6.1 Il motivo e manifestamente infondato; non sussiste l’error in procedendo; la ricorrente lamenta la mancata ammissione delle prove e non l’omessa pronuncia e, quindi, non deduce un error in procedendo, in quanto la mancata ammissione di mezzi di prova attiene alla valutazione di merito del giudice, censurabile come vizio di motivazione.

Dalla lettura delle conclusioni assunte in grado di appello risulta che la richiesta di ammissione delle prove era subordinata ad una valutazione di opportunità del giudice di appello.

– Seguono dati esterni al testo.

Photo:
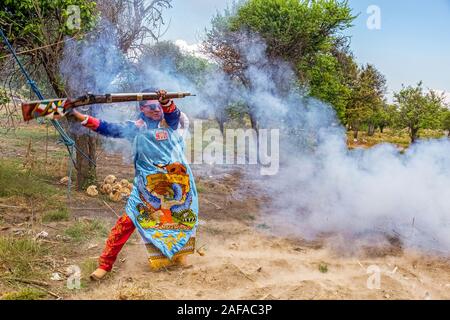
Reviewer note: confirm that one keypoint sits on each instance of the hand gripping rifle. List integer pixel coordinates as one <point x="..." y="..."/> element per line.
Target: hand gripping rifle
<point x="53" y="108"/>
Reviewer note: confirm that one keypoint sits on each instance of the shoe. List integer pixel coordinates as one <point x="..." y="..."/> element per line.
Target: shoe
<point x="98" y="274"/>
<point x="181" y="260"/>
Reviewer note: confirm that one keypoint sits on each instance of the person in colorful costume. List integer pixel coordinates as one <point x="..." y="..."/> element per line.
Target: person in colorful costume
<point x="163" y="204"/>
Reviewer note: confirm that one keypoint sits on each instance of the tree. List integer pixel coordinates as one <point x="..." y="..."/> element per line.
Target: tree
<point x="137" y="21"/>
<point x="446" y="122"/>
<point x="304" y="33"/>
<point x="418" y="110"/>
<point x="39" y="28"/>
<point x="367" y="99"/>
<point x="386" y="116"/>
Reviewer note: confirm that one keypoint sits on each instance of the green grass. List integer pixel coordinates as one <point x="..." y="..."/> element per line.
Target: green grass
<point x="14" y="181"/>
<point x="21" y="257"/>
<point x="85" y="230"/>
<point x="25" y="294"/>
<point x="60" y="214"/>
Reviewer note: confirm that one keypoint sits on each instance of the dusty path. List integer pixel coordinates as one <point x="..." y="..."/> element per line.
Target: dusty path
<point x="243" y="264"/>
<point x="243" y="261"/>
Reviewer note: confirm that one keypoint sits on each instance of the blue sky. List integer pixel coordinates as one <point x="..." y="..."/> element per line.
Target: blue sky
<point x="413" y="43"/>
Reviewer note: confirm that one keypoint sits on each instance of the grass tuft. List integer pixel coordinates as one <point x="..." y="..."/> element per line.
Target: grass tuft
<point x="85" y="230"/>
<point x="61" y="214"/>
<point x="25" y="294"/>
<point x="20" y="257"/>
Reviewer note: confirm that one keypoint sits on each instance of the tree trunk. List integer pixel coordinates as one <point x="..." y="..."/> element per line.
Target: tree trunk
<point x="221" y="118"/>
<point x="253" y="121"/>
<point x="86" y="172"/>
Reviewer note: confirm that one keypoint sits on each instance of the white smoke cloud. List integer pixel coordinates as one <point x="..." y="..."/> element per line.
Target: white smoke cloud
<point x="322" y="187"/>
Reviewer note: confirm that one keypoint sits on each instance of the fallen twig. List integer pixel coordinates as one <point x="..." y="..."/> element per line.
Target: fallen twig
<point x="214" y="204"/>
<point x="48" y="291"/>
<point x="86" y="208"/>
<point x="13" y="207"/>
<point x="27" y="281"/>
<point x="111" y="209"/>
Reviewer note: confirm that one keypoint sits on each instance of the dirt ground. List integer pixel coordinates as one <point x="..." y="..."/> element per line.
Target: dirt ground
<point x="241" y="257"/>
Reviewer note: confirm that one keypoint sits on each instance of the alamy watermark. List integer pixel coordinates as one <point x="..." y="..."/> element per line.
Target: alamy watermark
<point x="234" y="146"/>
<point x="74" y="277"/>
<point x="73" y="17"/>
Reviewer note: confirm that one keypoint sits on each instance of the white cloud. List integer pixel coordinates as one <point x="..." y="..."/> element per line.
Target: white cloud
<point x="446" y="95"/>
<point x="193" y="49"/>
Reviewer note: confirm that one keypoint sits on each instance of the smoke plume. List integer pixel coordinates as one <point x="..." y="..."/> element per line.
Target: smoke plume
<point x="322" y="187"/>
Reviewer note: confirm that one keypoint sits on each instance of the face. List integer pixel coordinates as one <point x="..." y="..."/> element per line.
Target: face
<point x="152" y="109"/>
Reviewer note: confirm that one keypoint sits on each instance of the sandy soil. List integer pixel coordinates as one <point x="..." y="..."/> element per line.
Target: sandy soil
<point x="243" y="259"/>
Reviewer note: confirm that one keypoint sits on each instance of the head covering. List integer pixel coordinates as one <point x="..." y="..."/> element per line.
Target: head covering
<point x="151" y="124"/>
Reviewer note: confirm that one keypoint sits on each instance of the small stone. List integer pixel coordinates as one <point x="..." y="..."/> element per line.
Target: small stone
<point x="92" y="191"/>
<point x="42" y="234"/>
<point x="110" y="179"/>
<point x="56" y="277"/>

In ogni caso, la Corte di appello ha motivatamente confermato la decisione del giudice di prime cure secondo la quale le clausole delle quali si affermava la vessatorietà non erano vessatorie perchè l’esclusione del potere decisionale dell’agente era pienamente compatibile con il contratto di agenzia che riserva al preponente il potere di impartire istruzioni anche molto dettagliate (v. pag. 11 della sentenza di appello); la Corte di appello ha altresì rilevato che tutte le clausole contestate come vessatorie erano compatibili con il contratto di agenzia e che l’obbligo dell’agente di sostenere i costi di gestione era espressamente previsto dall’art. 1749 c.c. e pertanto il capitolo di prova diretto a dimostrare che il contratto era un contratto standard non assumeva rilevanza, nè la ricorrente ha fornito elementi per individuare la rilevanza degli ulteriori capitoli di prova, una volta esclusa l’imputabilità del recesso alla preponente ed essendo passata in giudicato il rigetto della domanda di indebito arricchimento.

7. Con il settimo motivo la ricorrente deduce il vizio di motivazione in ordine alla ritenuta insussistenza del presupposto per la spettanza dell’indennità di cessazione del rapporto di agenzia, costituito dall’incremento del fatturato e della clientela e dai vantaggi derivanti alla preponente.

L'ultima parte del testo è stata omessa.